The device that originally sends the request will not receive a response from sGTM. The response comes immediately from the Request Delay endpoint. This means cookies set by the server container or third-party requests (e.g., Google Ads tags) won’t be available on the originating device.

You can set up tags like the Data Tag or Data Client to send and receive these delayed requests. Any tag or client that allows you to modify the request path will work with this feature.

Testing

Send a request using the delay URL format described above, then open Logs in your Stape dashboard. Confirm that the request appears after the specified delay time.

Logs

Use case

A sample scenario is an eCommerce team that fires purchase events to GA4 via sGTM at the moment of checkout, but their payment provider sometimes takes several minutes to confirm a transaction. Because of this some conversions are reported before the order is actually valid. GA4 and Google Ads show inflated conversion counts, and ROAS figures are distorted because cancelled or failed orders are being attributed as completed purchases.

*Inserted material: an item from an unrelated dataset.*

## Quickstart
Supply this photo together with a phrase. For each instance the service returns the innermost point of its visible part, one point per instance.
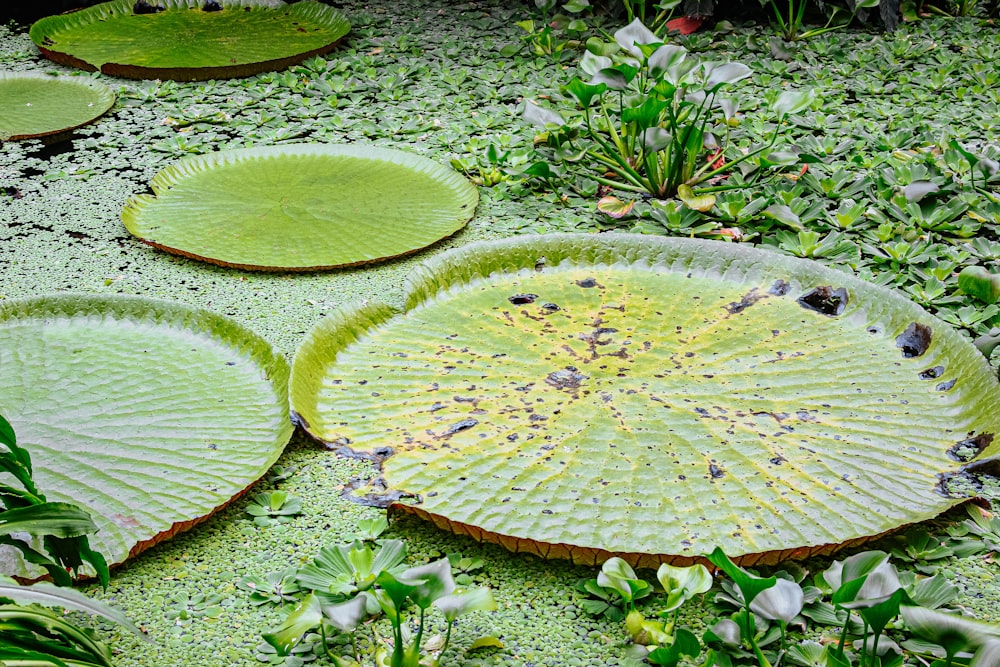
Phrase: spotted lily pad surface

You can identify this problem and fix it this way:

  1. Confirm the average time between checkout submission and payment confirmation in your payment provider's logs.
  2. Modify the request path in your Data Tag or GA4 event tag to include the delay, for example, change /g/collect to /stape/delay/30/g/collect. Enable the Request Delay power-up in your Stape container and save the changes.
  3. Place a test order and check Logs to confirm the request arrives approximately 30 minutes after checkout. Cross-reference the delayed event timestamp against the payment confirmation timestamp in your provider's dashboard.

Monitor your payment provider's cancellation and failure data against GA4 conversion counts over 1-2 weeks. If the timing mismatch was the root cause, you will see the gap between reported conversions and confirmed orders narrow, and ROAS figures will begin to reflect actual revenue more accurately.